Currently, the examination means such as blood routine, cytology, pathology and immunology are developed towards automation, integration and standardization, but due to the technical complexity of molecular detection, a plurality of technical problems which are difficult to solve exist in the process from sample to result automation. In the sample introduction step of the digital PCR detector, in the case of a small sample input amount (10 ul-20 ul), the prior art mostly adopts a method of directly sucking a sample introduction needle into a sample, and obviously, the prior art cannot insert the sample introduction needle into the bottom of a tube (the needle can be hit or blocked), so that a certain degree of sample residue is inevitably caused.
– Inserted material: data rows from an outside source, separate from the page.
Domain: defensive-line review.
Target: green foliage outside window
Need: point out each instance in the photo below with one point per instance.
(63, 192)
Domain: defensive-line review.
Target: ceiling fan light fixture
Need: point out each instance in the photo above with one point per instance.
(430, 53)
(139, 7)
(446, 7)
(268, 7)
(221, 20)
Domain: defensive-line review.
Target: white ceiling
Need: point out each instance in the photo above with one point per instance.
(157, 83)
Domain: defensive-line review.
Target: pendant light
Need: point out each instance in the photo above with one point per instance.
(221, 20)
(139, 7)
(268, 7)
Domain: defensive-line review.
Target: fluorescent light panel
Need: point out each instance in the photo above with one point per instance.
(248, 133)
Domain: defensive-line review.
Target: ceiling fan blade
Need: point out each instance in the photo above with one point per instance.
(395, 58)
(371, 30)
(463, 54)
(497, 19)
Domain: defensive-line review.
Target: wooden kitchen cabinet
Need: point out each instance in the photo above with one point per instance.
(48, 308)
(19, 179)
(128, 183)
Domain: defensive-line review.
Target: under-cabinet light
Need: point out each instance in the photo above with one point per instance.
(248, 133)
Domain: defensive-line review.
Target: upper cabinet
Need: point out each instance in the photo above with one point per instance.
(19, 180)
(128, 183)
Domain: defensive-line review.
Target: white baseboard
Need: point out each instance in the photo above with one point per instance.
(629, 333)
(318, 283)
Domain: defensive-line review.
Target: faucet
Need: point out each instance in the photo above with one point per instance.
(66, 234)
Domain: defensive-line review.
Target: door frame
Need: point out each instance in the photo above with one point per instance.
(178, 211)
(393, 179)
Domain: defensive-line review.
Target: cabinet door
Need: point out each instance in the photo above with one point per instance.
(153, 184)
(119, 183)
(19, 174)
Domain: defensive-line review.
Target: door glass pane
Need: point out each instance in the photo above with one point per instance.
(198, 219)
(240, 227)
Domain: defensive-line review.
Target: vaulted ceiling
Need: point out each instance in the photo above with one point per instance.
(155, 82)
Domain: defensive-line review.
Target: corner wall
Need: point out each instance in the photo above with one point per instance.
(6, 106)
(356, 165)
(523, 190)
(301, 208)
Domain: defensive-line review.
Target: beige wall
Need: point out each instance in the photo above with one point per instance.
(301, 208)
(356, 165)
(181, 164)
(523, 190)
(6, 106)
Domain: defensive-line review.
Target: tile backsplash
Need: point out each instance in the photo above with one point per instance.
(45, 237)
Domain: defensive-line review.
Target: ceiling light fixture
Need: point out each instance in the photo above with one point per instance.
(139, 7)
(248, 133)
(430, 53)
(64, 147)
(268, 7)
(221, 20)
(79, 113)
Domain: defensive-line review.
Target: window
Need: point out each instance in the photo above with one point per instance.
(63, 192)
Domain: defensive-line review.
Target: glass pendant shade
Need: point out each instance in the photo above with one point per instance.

Moreover, in order to make the experimental result more ideal, the generated droplets are required to be kept uniform in size to a certain extent, the sample flow rate during sample pushing is indirectly required to be as stable as possible so as to ensure that the generated droplets are uniform in size, the complete sample pushing process relates to three stages of flow rate establishment, flow rate maintenance, flow rate reduction to zero and the like, wherein the flow rate establishment and the flow rate reduction to zero are two inevitable flow rate fluctuation stages, the longer the time required by the two stages is, the more unfavorable the experimental result is, the traditional sample pushing process does not have the establishment and reduction of buffer oil auxiliary flow rate, the sample is directly pushed, contact media of the first section and the last section of the sample are respectively air and pipeline driving oil during direct sample pushing, the viscosity of the two media is greatly different from that of the sample, and the time consumed for establishing and reducing the sample flow rate is longer.

Disclosure of Invention

The object of the present invention is to provide an improved method for sampling micro-samples, which method is capable of reducing the residue of sample liquid during the aspiration.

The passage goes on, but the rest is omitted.